Korean name
- Hangul: 대한합기도협회
- Hanja: 大韓合氣道協會
- Revised Romanization: Daehan Hapgido Hyeophoe
- McCune–Reischauer: Taehan Hapkido Hyŏphoe

= Korea Hapkido Federation =

South Korean martial arts organization

The Korea Hapkido Federation is the largest, wholly hapkido, governing body for the Korean martial art of hapkido in the world. It is made up of predominantly Korean born students and instructors or those individuals who have directly trained in South Korea. This organization is based in Seoul, South Korea and its president is Oh Se-Lim.

==Founder==
Ji Han Jae was the founder of the original Korea Hapkido Association (Dae Han Hapkido Hyub Hoe) in 1965. The first president of the Dae Han Hapkido Hyub Hoe was Park Jong-Kyu who was Head of Security Forces for the South Korean president. Later Kim Woo Joong, president of the Dae Woo company was elected president of the KHA. These political connections greatly increased the association's power and influence. The prime movers in this organization were members of Ji's original 'Sung Moo Kwan'.

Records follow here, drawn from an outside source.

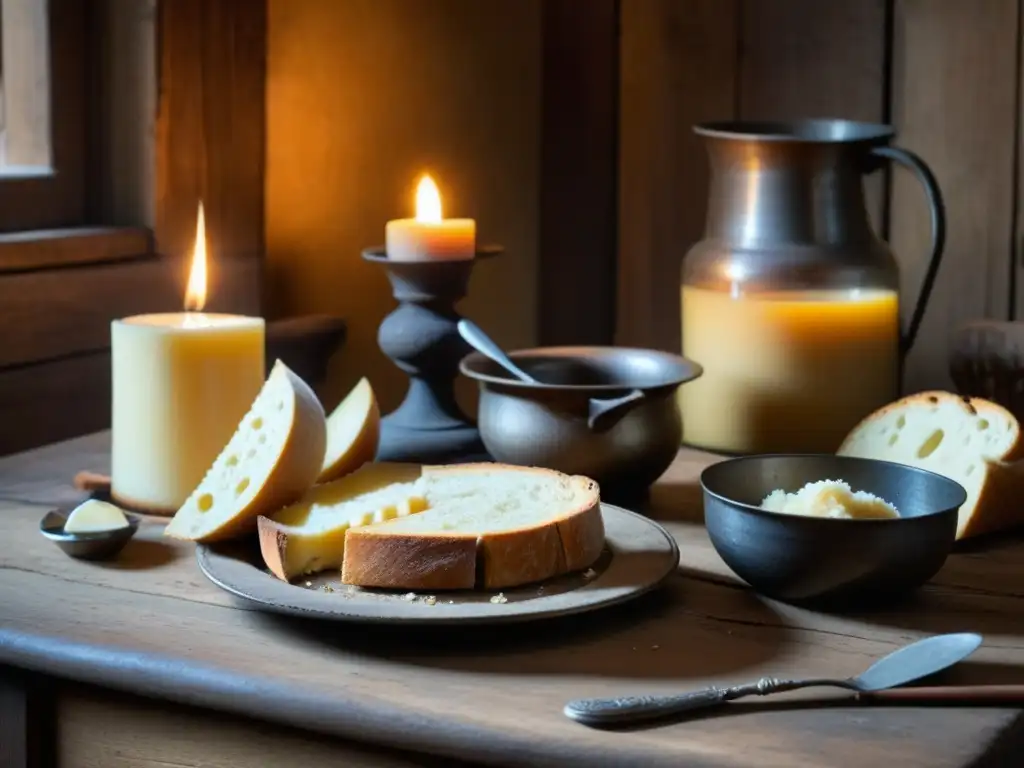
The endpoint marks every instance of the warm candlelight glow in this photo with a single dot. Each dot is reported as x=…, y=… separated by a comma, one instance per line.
x=428, y=202
x=196, y=291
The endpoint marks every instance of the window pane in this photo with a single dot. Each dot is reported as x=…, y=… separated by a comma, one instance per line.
x=26, y=146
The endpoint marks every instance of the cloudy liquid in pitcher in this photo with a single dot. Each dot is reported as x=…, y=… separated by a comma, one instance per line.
x=786, y=372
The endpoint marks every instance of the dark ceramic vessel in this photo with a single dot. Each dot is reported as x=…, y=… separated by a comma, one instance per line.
x=826, y=561
x=607, y=413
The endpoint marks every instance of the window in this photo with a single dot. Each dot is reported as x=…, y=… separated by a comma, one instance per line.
x=43, y=121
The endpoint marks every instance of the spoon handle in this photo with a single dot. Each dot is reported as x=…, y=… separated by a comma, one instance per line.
x=635, y=709
x=482, y=343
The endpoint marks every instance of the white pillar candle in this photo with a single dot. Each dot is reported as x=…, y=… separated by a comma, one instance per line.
x=429, y=237
x=180, y=384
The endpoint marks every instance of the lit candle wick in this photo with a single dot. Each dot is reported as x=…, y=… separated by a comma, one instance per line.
x=196, y=290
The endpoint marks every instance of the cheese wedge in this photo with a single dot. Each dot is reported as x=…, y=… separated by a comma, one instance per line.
x=974, y=441
x=353, y=431
x=309, y=536
x=271, y=460
x=95, y=516
x=488, y=525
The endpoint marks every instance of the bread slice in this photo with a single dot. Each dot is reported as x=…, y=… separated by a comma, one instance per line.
x=270, y=461
x=971, y=440
x=353, y=431
x=491, y=525
x=309, y=536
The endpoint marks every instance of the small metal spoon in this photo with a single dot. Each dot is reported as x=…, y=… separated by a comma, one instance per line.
x=485, y=346
x=906, y=665
x=99, y=545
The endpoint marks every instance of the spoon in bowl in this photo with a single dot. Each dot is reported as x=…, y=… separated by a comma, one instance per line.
x=483, y=344
x=903, y=666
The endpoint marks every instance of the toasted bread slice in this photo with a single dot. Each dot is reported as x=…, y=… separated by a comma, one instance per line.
x=309, y=536
x=491, y=525
x=271, y=460
x=971, y=440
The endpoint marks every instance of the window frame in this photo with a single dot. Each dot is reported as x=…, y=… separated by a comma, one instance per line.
x=57, y=199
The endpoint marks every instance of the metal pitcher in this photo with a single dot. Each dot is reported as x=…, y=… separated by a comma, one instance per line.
x=791, y=302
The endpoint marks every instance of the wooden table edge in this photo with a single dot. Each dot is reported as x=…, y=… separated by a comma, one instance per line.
x=178, y=680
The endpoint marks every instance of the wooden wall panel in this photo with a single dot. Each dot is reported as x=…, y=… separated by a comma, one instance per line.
x=69, y=311
x=678, y=67
x=579, y=113
x=806, y=58
x=211, y=128
x=954, y=102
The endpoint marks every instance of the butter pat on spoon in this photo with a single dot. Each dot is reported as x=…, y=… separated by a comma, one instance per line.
x=93, y=530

The KHA later grew into the Republic of Korea Hapkido Association (Dae Han Min Gook Hyub Hoe) with the merging of Ji han Jae's 'Dae Han Hapkido Hyub Hoe', Kim Moo-Hong's 'Han Gook Hapkido Hyub Hoe' (Korean Hapkido Association) and Myung Jae Nam's 'Han Gook Hapki Hoe' (Korean Hapki Association) in 1973. Choi Dae-Hoon was elected president of the association with Ji Han Jae serving as senior vice president.

By 1983, Oh, See Lim, with many of the original founding members of the association departing, renamed the association by the first organizational name used by Ji, the Dae Han Hapkido Hyub Hoe. With a new preferred English rendering, the new Korea Hapkido Federation was born.

== Prominent members ==
The following notable Hapkido figures have been historically registered or affiliated with the Korea Hapkido Federation and hold their own encyclopedic entries:

- Oh Se-lim – Longtime Grandmaster and President of the Korea Hapkido Federation.
- Myung Kwang-sik – Prominent early director within the federation's predecessor organization before founding the World Hapkido Federation.
- Scott Shaw – American martial artist and author registered with the federation.

== Recognized Kwans ==
Historically, the consolidation of the Korea Hapkido Federation relied on specific traditional schools (*kwans*) that formed its organizational and technical foundation. The historically documented foundational kwans deeply tied to the federation's lineage include:

- Bum Moo Kwan – Founded by Kim Yun-sik, historically recognized as one of the core schools integrated into the federation's foundational structure.
- Jin Jung Kwan – Founded by Kim Myung-yong, a prominent traditional school whose global leadership has historically served as regional directors for the federation.
- Sung Moo Kwan – Founded by Ji Han-jae, widely regarded as the central foundational dojang where the core technical curriculum of the federation's predecessor organizations was established.